「急にいつもの化粧品が合わなくなった」「季節の変わり目に肌がむず痒い」……。そんな経験はありませんか?実はそれ、一時的な「不安定肌」かもしれません。今回は、敏感肌と不安定肌の違いや、その原因、そして健やかな肌を取り戻すためのお手入れポイントを詳しく解説します。
1. 敏感肌・不安定肌とはどんな状態?
敏感肌と不安定肌は似ていますが、その性質には少し違いがあります。
敏感肌の状態
年齢に関係なく見られ、紫外線などの刺激に対してかぶれやあれなどの反応を起こしやすい肌のことです。
不安定肌の状態
普段は問題ないのに、体調や季節の変化といった要因により、一時的に刺激に対して敏感になる肌を指します。
どちらも、角層の水分不足や皮脂分泌の不調により、正常な皮脂膜が作られず、外部刺激に対して肌の感受性が高まっている状態です。炎症、かゆみ、赤みを伴い、重い場合には水疱(すいほう)ができることもあります。
2. 肌を敏感にさせる主な要因
なぜ肌は敏感になってしまうのでしょうか?それには「外的な要因」と「内的な要因」の両方が関係しています。
アレルギー体質とアレルゲン
敏感肌に見られるアレルギー体質は、アレルゲン(特定物質)に過剰反応してしまう状態です。アレルゲンには以下のようなものがあります。
- 植物:ウルシ、サクラソウなど
- 身の回りのもの:食品、金属、洗剤、化粧品の成分や香料
内的な要因(体調の変化)
普段は何でもない物質でも、以下のような体調の変化によってアレルギーのような反応が引き起こされることがあります。
- 睡眠不足や過労
- 精神的ストレス
- 季節の変わり目
3. 敏感肌・不安定肌のお手入れ3つのポイント
デリケートな状態の肌には、守りのケアが大切です。
- 原因を知る:原因となるアレルゲンを避けるため、皮膚科でのパッチテスト受診をおすすめします。
- 専門医に相談:判断に迷う場合は、自己判断せず専門の医師に相談するのが一番の近道です。
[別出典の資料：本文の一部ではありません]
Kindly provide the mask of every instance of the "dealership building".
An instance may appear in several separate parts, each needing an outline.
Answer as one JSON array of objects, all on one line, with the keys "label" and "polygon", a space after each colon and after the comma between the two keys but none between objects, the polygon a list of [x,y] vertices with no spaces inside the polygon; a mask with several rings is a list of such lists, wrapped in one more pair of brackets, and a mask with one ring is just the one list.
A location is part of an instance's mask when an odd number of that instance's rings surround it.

- 物理的刺激を避ける:一時的に敏感な時期は、マッサージや洗顔ブラシなどの強い刺激、刺激の強い化粧品の使用は避けましょう。
まとめ:毎日の積み重ねが美肌を作る
肌が敏感なときは、焦らず「今、肌が何を求めているか」に耳を傾けてあげてくださいね。適切なケアで、透明感のある健やかな肌を守っていきましょう!
【筆者のことば】
ここ10年で、一年中の日焼け止め必須が普通になってきましたね。地球の温暖化をまざまざと実感している方も多いのではないでしょうか。
シミ対策はもちろんですが、将来にわたって肌トラブルを避け、健やかなお肌を保つためにも、この記事の内容を参考にしていただけますと幸いです🌿
【本記事の信頼性について】
この記事は、日本チェーンドラッグストア協会発行の専門テキスト『ビューティケアアドバイザー養成講座テキスト ビューティケアに関する知識・技術編』に基づき、肌のメカニズムや正しいケア方法を確認して執筆しています。